Our clinical development plan paves the path towards discovering safe and effective treatments by enabling more options, while minimizing risk of dead ends — no matter what happens in each trial, there is a clear path forward. The current clinical development of muscle targeted gene therapies are hampered by dose-limiting toxicity, ineffective re-dosing, sub-optimal placebo control, and manufacturing uncertainties. Our technology addresses these challenges, thereby reducing clinical trial duration and number of patients needed to reach meaningful outcomes. While the trials are ongoing, we will fiercely pursue our work on next generation technologies. We will change patients’ lives.
We are ready to begin human trials on a disabling rare disease known as GNE myopathy (GNEM) by H001 gene therapy, designed to increase GNE enzyme activity within the arm and leg muscles. This approach increases the chance for effective treatment, reduces the risk of life-threatening side effects, and further paves the path towards developing curative gene therapies for GNEM and other muscle diseases. The patients are ready, willing, and able to participate.
When I first experienced symptoms of GNEM, formerly known as Hereditary Inclusion Body Myopathy (HIBM), I realized that the best way to speed up the research is to dedicate my life to it. From the early days of patient advocacy, to the research and development of therapeutics, we remained tireless and passionate. Our relentless quest has led us to Orphina.

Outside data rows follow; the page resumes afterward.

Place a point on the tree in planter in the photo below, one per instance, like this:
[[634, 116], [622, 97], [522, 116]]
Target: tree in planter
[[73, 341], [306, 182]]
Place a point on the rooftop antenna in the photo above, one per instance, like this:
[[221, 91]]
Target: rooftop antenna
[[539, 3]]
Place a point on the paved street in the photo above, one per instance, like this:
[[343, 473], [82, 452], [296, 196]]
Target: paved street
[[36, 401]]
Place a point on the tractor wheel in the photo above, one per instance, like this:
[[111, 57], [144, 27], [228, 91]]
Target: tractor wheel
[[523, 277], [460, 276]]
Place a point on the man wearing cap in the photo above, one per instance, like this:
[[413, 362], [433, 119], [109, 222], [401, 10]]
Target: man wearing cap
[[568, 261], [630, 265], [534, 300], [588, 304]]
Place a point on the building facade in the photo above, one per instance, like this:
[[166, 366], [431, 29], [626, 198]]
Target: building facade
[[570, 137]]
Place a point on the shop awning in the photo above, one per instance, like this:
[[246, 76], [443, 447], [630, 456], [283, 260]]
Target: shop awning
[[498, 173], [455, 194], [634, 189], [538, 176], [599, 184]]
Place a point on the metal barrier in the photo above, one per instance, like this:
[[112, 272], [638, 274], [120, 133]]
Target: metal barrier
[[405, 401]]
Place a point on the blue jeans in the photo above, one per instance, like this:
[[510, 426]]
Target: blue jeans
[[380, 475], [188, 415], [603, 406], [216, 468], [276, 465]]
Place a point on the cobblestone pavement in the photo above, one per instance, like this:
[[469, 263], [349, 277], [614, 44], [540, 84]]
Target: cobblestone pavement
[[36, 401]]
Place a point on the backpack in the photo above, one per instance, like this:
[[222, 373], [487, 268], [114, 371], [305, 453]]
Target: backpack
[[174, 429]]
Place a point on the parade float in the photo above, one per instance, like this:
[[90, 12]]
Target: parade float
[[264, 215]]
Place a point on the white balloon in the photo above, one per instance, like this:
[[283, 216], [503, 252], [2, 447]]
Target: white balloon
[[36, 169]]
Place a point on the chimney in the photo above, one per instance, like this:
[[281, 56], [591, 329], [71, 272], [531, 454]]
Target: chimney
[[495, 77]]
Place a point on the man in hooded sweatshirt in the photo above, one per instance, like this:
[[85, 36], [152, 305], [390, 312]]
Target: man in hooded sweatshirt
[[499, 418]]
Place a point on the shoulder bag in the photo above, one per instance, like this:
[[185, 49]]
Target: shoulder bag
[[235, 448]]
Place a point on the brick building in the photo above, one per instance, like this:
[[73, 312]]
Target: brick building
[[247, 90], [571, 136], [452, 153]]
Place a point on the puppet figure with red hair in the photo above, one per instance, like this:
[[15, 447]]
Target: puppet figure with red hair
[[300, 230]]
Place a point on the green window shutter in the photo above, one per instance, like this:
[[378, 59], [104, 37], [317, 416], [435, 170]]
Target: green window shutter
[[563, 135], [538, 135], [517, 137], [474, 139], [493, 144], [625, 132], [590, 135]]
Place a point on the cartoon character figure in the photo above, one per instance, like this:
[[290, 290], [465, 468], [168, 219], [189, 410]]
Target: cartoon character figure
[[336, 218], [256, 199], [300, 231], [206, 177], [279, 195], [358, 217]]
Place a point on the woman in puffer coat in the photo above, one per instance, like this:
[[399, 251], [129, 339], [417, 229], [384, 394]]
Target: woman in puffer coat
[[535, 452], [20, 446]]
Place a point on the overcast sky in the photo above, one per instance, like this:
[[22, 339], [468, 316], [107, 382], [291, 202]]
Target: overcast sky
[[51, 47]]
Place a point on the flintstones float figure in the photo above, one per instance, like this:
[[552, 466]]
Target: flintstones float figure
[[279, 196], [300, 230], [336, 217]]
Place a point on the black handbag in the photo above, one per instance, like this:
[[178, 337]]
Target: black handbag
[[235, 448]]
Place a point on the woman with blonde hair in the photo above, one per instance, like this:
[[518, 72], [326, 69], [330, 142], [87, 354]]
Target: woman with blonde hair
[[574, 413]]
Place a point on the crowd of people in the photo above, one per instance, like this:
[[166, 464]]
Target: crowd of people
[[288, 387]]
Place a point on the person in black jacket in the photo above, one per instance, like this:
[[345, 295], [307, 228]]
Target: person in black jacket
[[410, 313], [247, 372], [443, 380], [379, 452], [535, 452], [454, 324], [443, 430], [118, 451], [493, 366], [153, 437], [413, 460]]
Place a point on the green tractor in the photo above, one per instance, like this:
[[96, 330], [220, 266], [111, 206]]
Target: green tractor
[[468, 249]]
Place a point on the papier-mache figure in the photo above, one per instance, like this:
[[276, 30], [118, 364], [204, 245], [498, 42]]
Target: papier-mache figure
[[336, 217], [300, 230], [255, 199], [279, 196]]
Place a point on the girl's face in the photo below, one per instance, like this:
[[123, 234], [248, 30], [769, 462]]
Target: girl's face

We are building a company that values rapid progress above all. We are not only doctors, scientists, and patients, we are also fathers and mothers, brothers and sisters, sons and daughters, friends and classmates, colleagues, and stakeholders. We have witnessed the successes and failures in medicine, and we recognize that significant strides towards developing more effective treatments happen only when we all remain engaged and relentless in our pursuit.